Why isn't UTF-8 allowed as the "ANSI" code page?
Asked Answered
C

4

19

The Windows _setmbcp function allows any valid code page...

(except UTF-7 and UTF-8, which are not supported)

OK, not supporting UTF-7 makes sense: Characters have non-unique representations and that introduces complexity and security risks.

But why not UTF-8?

As I understand it, the "ANSI" versions of the Windows API functions convert their arguments to UTF-16, call the equivalent "W" function, and convert any strings in the output to "ANSI". This is what I've been doing manually. So why can't Windows do it for me?

Chelyuskin answered 8/6, 2010 at 6:4 Comment(1)
Did you know that CP65001 is Windows' name for UTF-8? It's not well documented but you can use it in a surprising number of places though there are some bugs for instance in WriteFile().Affluence
B
7

The "ANSI" codepage is basically legacy: Windows 9X era. All modern software should be Unicode (that is, UTF-16) based anyway.

Basically, when the Ansi code page stuff was originally designed, UTF-8 wasn't even invented and so support for multi-byte encodings was rather haphazard (i.e. most Ansi code pages are single byte, with the exception of some East Asian code pages which are one-or-two byte). Adding support for "proper" multi-byte encodings was probably deemed not worth the effort when all new development should be done in UTF-16 anyway.

Backsight answered 8/6, 2010 at 6:9 Comment(2)
I agree that all new development should be in Unicode. But I had reasons to propose using UTF-8 instead of UTF-16. (1) My team wrote a million lines of non-Unicode-aware code before anyone gave a damn about it, and now it would be a massive effort to change all those char-based strings to wchar_t-based ones. (2) We have plans to port our product to Linux, on which UTF-8 tends to be preferred.Chelyuskin
As of Windows Version 1903 (May 2019 Update), you can Use the UTF-8 code pageCoorg
T
7

_setmbcp() is a VC++ RTL function, not a Win32 API function. It only affects how the RTL interprets strings. It has no effect whatsoever on Win32 API A functions. When they call their W counterparts internally, the A functions always use MultiByteToWideChar() and WideCharToMultiByte() specifying codepage 0 (CP_ACP) to use the system default Ansi codepage for the conversions.

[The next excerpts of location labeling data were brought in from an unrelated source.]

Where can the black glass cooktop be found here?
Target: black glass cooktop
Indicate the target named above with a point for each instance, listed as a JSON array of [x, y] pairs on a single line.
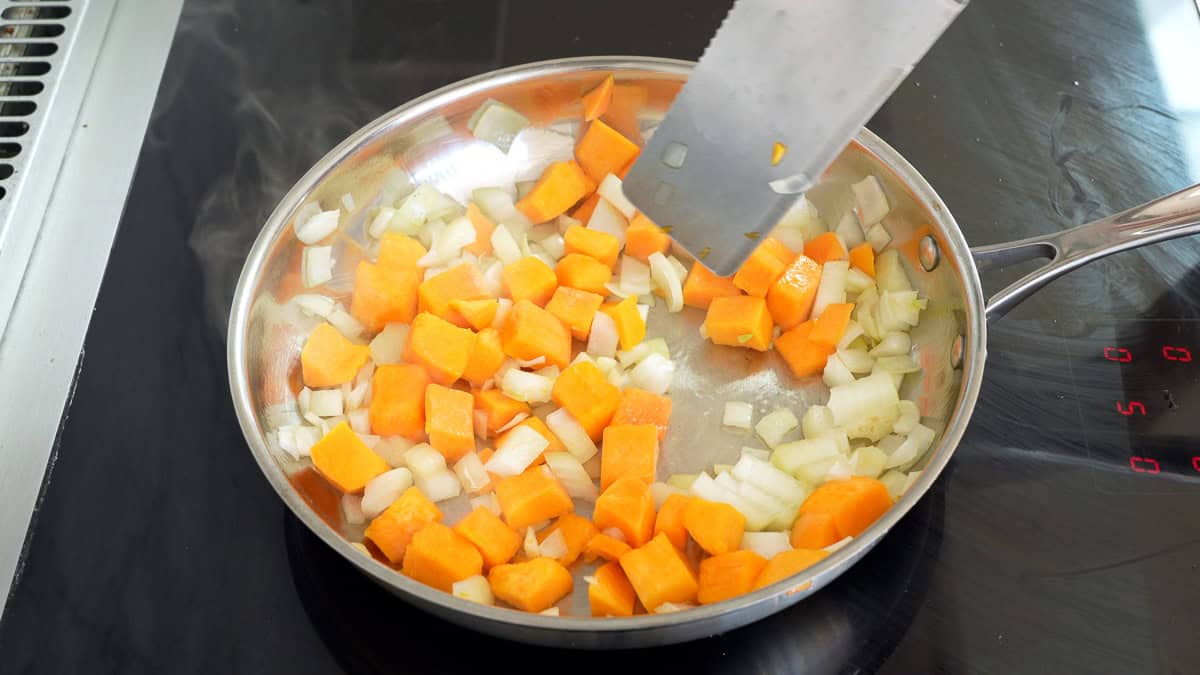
[[1063, 537]]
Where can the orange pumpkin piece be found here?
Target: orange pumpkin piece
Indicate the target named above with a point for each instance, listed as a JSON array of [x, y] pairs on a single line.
[[576, 530], [639, 406], [630, 324], [804, 357], [497, 542], [461, 282], [345, 460], [585, 273], [610, 592], [659, 574], [575, 309], [478, 314], [825, 248], [448, 420], [599, 245], [438, 556], [739, 322], [702, 286], [603, 545], [394, 529], [603, 150], [643, 237], [588, 395], [534, 585], [814, 531], [763, 267], [531, 497], [670, 519], [558, 189], [786, 563], [486, 357], [863, 257], [531, 332], [853, 503], [329, 359], [499, 407], [629, 451], [791, 297], [729, 575], [397, 400], [383, 296], [441, 346], [627, 505], [484, 228], [715, 526]]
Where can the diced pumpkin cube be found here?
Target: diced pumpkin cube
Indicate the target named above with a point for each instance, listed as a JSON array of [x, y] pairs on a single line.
[[588, 395], [739, 322], [394, 529], [629, 451], [497, 542], [329, 359], [531, 332], [345, 460], [448, 420], [599, 245], [729, 575], [715, 526], [585, 273], [397, 400], [659, 574], [441, 346], [531, 497], [438, 556], [575, 309], [628, 506], [534, 585], [611, 593]]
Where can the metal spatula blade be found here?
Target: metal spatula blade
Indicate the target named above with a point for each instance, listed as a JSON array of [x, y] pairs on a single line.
[[803, 75]]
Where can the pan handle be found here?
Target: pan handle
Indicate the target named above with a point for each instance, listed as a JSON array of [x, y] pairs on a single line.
[[1167, 217]]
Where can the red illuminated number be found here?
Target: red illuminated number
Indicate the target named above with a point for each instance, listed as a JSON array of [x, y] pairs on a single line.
[[1144, 465], [1131, 407], [1120, 354], [1181, 354]]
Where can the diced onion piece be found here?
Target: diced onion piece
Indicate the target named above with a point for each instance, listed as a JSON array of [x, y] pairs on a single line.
[[910, 416], [497, 124], [317, 227], [767, 544], [666, 278], [775, 425], [352, 509], [519, 451], [654, 374], [384, 489], [870, 202], [471, 472], [474, 589], [571, 434], [527, 387], [738, 414], [867, 407], [569, 471], [607, 219], [317, 266]]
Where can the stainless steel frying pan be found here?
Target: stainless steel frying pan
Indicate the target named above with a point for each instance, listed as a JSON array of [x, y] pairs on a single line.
[[427, 139]]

Truncation answered 21/7, 2010 at 22:0 Comment(1)
Does Microsoft state this anywhere explicitly? If they indeed do this then I see no reason why shouldn't be there a way to somehow tell the runtime to use CP_UTF8 when using the ANSI function.Caphaitien
G
6

Michael Kaplan, an internationalization expert from Microsoft, tried to answer this on his blog.

Basically his explanation is that even though the "ANSI" versions of Windows API functions are meant to handle different code pages, historically there was an implicit expectation that character encodings would require at most two bytes per code point. UTF-8 doesn't meet that expectation, and changing all of those functions now would require a massive amount of testing.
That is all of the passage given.